La forma en que las marcas de destinos internacionales se comunican con el mercado latinoamericano está cambiando. En respuesta a un consumidor que busca experiencias con mayor sentido, la Autoridad de Turismo de Aruba (A.T.A.) anunció el lanzamiento regional de su nueva campaña de posicionamiento: “Cuando Amas Aruba – Aruba Te Ama”.
Más allá del cambio de eslogan, se trata de un giro en la estrategia de marketing que busca transformar la tradicional relación transaccional entre el turista y la isla en un vínculo basado en la conciencia y el beneficio mutuo.
Apuntando al “viajero consciente”
La campaña responde a una tendencia clara en la industria global: el agotamiento del modelo de turismo masivo y superficial. Las autoridades de la isla buscan atraer a un perfil de visitante de mayor valor, dispuesto a desacelerar el ritmo y a generar un menor impacto ambiental.
De acuerdo con los ejecutivos de A.T.A., el plan se sostiene sobre tres pilares de marca: turismo responsable; viajes transformadores, reciprocidad. Es decir, fomentar el cuidado del entorno natural como parte de la oferta de valor; ofrecer una conexión profunda con la cultura local, elevando la percepción de calidad del destino; e involucrar activamente al pasajero en la preservación del lugar que visita.

“Creemos en una relación basada en la reciprocidad, donde cada huésped juega un rol activo en la experiencia y en el cuidado de la isla”, explicó Jordan Schlipken, director de A.T.A. para Latinoamérica, apuntando a un modelo donde el visitante no solo consume recursos, sino que contribuye al destino.
Un punto clave de este enfoque es que pone en el centro el bienestar de la comunidad local.

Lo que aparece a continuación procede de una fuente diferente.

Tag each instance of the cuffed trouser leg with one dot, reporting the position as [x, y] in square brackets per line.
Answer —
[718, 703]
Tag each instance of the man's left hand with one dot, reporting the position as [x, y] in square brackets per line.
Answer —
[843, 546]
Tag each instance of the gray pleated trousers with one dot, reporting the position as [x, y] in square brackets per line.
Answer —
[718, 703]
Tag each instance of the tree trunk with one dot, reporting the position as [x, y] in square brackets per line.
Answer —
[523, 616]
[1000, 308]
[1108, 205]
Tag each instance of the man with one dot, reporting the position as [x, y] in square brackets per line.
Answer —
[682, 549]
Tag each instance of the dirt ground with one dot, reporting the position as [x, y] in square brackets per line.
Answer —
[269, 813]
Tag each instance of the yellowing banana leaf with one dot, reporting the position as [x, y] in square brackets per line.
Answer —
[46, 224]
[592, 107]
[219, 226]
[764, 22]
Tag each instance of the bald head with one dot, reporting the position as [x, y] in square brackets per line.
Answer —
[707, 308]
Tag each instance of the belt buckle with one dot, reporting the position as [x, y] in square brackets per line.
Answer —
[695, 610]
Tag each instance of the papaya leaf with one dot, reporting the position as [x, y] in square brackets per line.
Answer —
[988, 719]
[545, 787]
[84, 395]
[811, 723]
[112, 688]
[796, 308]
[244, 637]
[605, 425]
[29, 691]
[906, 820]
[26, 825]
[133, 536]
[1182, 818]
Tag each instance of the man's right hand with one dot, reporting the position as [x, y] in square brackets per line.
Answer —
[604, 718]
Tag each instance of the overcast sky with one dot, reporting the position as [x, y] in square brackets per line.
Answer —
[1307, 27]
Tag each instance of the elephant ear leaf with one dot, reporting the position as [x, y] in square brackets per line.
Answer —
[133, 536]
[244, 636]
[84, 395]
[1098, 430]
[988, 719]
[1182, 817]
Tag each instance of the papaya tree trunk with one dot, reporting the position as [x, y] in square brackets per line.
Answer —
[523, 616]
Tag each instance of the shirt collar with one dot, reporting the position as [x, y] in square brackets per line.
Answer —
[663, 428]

En términos de gestión de marca, la calidez de los residentes se entiende como el principal activo diferenciador del “producto Aruba”.
Si la comunidad percibe los beneficios del turismo y mantiene su calidad de vida, la experiencia final del cliente se mantiene auténtica y competitiva. Para tangibilizar este concepto, la isla promueve iniciativas como “Mi Promesa Aruba”, una herramienta de fidelización y compromiso para que los viajeros firmen un pacto de respeto con el entorno y su gente durante su estadía.
Finalmente, Iván Calderón, gerente de marketing y ventas de A.T.A. para la región, concluyó que este enfoque “responde a una nueva generación de viajeros que priorizan el bienestar, la autenticidad y las experiencias significativas por encima de lo superficial”, un nicho de mercado en pleno crecimiento que los destinos del Caribe ya no pueden ignorar.